Les quatre niveaux de la non-esthétique
27/06/2003, Gilbert Kieffer
Sans pour autant évoquer les unicités non personnelles, les "haeccéités" deleuziennes, il nous faudra réexaminer le code descriptif de l'art (code interne à l'art lui-même)... car il porte une interface par laquelle il communique avec les œuvres de son musée constitutif.
Le dialogue des œuvres est la première des non-esthétiques et la première des codifications sans parole. De fait l'art est dépendant d'un musée réel qui revit dans chaque œuvre, et qui est propre à l'auteur, à la civilisation. Malraux est le premier à l'avoir dit avec clarté. De Braque à Picasso on sort d'une œuvre pour entrer dans une variante souvent imperceptible de la même. l'"Hommage à Bach" et le cortège de tous ces "personnages aux instruments" en sont un symptôme. Ce sont là des œuvres qui défient l'esthétique traditionnelle (qui cherchera évidemment à les réinscrire dans le code d'une génialité unique, de dépendance d'ailleurs ou de plagiat).

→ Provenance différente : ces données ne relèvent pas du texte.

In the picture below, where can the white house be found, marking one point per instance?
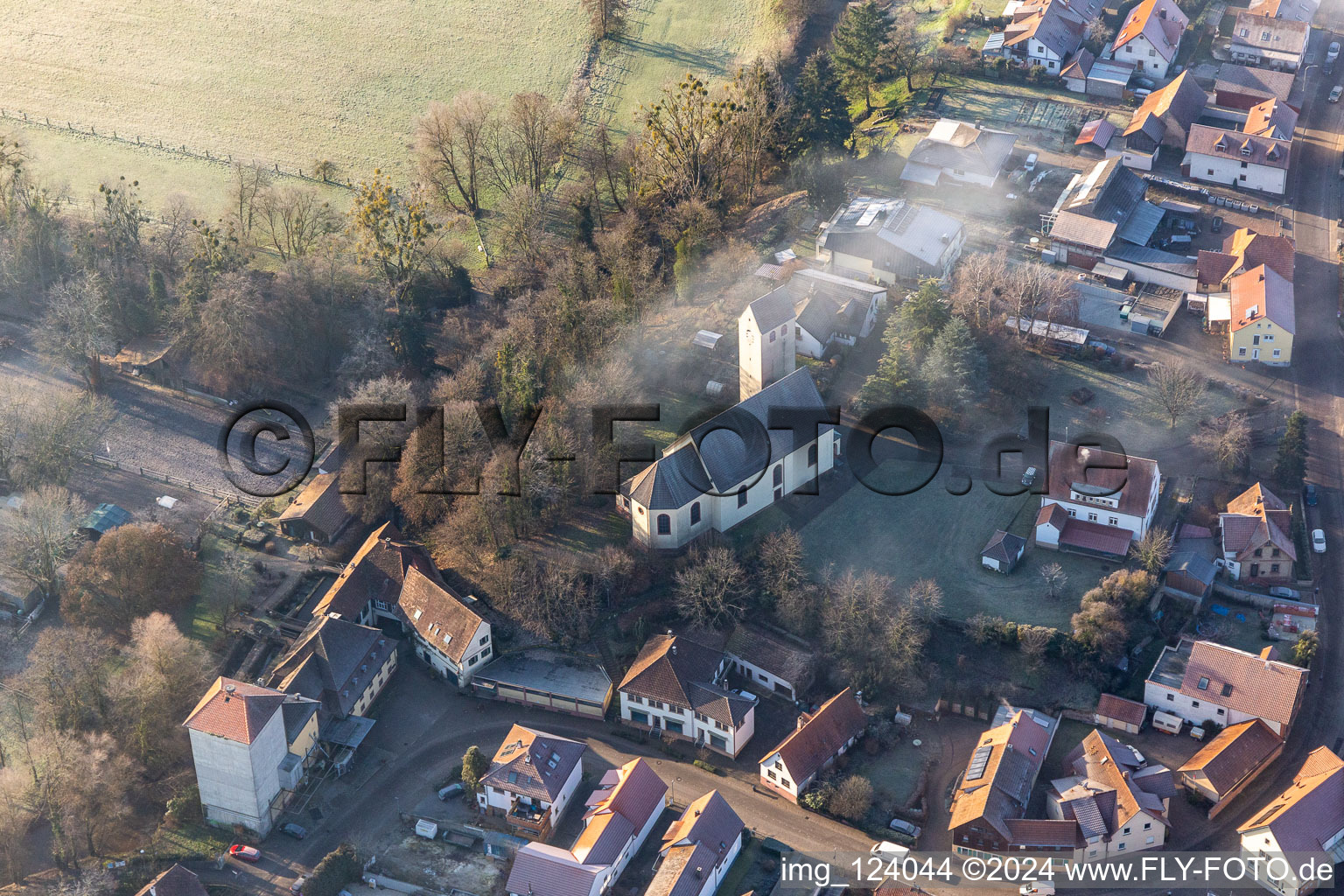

Picasso copie Braque comme il copiera plus tard pour le traduire dans son style toutes les œuvres de son musée imaginaire. Mais cette période du cubisme analytique ou synthétique constitue en soi un symptôme d'une esthétique des frontières entre la créatrice habituelle (esthétique de l'œuvre unique); et la commentatrice (esthétique du discours philosophique sur l'œuvre). Cette période nous rend patent que toute œuvre inclut cette proximité avec une autre invisible, dont elle est un commentaire sans paroles.
Nous appelons cette démarche non-esthétique, parce qu'elle prend ses distances avec le complexe de la ligne platonicienne, en affirmant une proximité (une "interface" dirait-on dans la terminologie scientifique actuelle). A présent, plus de séparation ferme et nette entre l'œuvre et son "double". Son "double" étant telle autre œuvre, tout comme le commentaire que cette œuvre pourra induire. Telle toile de Braque sera un répons à telle autre de Picasso... tout en l'éclairant... sans commentaire et sans système. Mais cette non-esthétique que nous sommes en train de décrire, sauvegarde tout de même un minimum d'unité à l'œuvre, mais elle lui adjoint une dimension commentatrice qui relativise le commentaire esthétique externe, qui lui sera surajouté... C'est une première expérience des frontières une première dimension non-esthétique.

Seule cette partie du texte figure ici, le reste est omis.